El reclamo de la vicegobernadora hace hincapié en la urgencia de solucionarlo para evitar que se repitan situaciones como esta que afectan a los ciudades, las ciudades y los sectores productivos.
El radar del Oeste: a un paso de la operatividad
En contraste con la situación de Anguil, el oeste pampeano aguarda la activación del radar de Santa Isabel, una pieza fundamental del Sistema Nacional de Radares Meteorológicos (SINARAME).
Aunque la estructura principal y el domo (desarrollados por la empresa argentina INVAP) ya han sido montados, su puesta a punto final enfrenta retrasos. Desde el Gobierno Provincial indicaron que se cumplieron todas las etapas locales, pero restan las conexiones finales de infraestructura y la integración de datos por parte de Nación.
Por qué es vital el radar de Santa Isabel
El nuevo radar brindará una cobertura inédita. Históricamente, el oeste de la provincia careció de monitoreo en tiempo real.

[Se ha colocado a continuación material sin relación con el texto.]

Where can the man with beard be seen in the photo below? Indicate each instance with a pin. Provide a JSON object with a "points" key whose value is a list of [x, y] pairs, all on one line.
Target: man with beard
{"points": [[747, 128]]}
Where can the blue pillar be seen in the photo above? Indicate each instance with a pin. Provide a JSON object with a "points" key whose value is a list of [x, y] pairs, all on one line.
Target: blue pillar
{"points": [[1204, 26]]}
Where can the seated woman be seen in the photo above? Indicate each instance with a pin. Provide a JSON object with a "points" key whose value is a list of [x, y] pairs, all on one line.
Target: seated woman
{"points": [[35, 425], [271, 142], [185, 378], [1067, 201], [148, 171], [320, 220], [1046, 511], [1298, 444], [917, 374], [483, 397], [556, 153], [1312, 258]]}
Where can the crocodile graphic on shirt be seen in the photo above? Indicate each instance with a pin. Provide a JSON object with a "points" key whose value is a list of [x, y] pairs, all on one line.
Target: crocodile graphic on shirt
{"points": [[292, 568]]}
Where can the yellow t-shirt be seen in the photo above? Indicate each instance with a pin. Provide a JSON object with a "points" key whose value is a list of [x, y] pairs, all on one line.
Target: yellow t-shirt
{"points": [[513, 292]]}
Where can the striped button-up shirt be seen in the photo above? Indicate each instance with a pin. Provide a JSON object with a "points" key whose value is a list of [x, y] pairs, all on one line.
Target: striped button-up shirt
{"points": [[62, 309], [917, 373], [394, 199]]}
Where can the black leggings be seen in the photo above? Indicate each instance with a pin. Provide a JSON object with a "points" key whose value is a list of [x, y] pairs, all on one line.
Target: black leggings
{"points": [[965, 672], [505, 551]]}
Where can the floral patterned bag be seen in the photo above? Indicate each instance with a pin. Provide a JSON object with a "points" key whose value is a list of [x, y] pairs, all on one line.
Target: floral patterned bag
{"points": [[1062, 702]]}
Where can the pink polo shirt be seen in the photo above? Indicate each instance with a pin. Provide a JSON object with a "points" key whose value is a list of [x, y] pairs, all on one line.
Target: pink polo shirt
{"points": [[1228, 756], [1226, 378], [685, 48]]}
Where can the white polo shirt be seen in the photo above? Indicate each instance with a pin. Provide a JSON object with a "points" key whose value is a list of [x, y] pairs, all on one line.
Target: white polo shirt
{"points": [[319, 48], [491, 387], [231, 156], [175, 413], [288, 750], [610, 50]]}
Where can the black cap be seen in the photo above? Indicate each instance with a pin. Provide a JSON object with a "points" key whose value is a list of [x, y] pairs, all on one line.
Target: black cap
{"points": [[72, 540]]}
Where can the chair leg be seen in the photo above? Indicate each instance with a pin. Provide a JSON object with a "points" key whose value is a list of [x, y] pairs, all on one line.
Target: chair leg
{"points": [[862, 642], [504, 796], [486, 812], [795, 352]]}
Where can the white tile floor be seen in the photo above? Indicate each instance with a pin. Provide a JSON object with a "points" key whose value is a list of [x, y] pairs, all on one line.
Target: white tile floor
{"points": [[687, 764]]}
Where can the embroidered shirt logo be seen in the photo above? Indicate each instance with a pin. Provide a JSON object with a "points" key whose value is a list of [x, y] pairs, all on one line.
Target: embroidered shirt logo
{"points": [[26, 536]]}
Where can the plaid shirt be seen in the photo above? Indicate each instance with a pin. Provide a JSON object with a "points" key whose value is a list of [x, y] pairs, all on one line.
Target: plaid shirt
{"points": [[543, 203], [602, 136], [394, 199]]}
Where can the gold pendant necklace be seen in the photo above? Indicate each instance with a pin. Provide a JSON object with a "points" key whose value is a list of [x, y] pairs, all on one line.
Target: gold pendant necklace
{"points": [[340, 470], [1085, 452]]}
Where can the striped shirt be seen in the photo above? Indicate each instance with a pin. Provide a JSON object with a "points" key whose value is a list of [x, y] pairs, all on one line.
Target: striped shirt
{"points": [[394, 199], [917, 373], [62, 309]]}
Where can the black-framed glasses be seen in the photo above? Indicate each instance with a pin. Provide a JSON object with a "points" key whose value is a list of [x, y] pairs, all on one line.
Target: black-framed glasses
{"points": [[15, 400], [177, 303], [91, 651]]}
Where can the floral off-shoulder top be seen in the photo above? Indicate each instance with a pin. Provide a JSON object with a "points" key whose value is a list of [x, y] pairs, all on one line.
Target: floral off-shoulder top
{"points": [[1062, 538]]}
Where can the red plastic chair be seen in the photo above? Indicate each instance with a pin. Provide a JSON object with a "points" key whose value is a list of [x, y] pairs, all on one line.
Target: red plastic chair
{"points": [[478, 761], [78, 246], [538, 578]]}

El monitoreo ayudará a la prevención de inundaciones y sequías, ya que permite un seguimiento preciso de las cuencas hídricas compartidas.
Cabe destacar que se trata de una «adaptación al cambio climático». Ante eventos cada vez más erráticos, esta tecnología es la única defensa técnica para poblaciones aisladas.

Un sistema productivo bajo riesgo
Para el sector agropecuario, la falta de estos radares no es solo un problema de «pronóstico», sino de seguridad económica. Sin datos de doble polarización, es imposible distinguir entre una lluvia intensa y una caída de granizo inminente, lo que afecta la toma de decisiones en plena campaña agrícola.
«Sin estas herramientas, la provincia está a ciegas. No podemos depender de imágenes satelitales que tienen retraso cuando una tormenta severa se desarrolla en minutos», advierten especialistas meteorológicos de la región.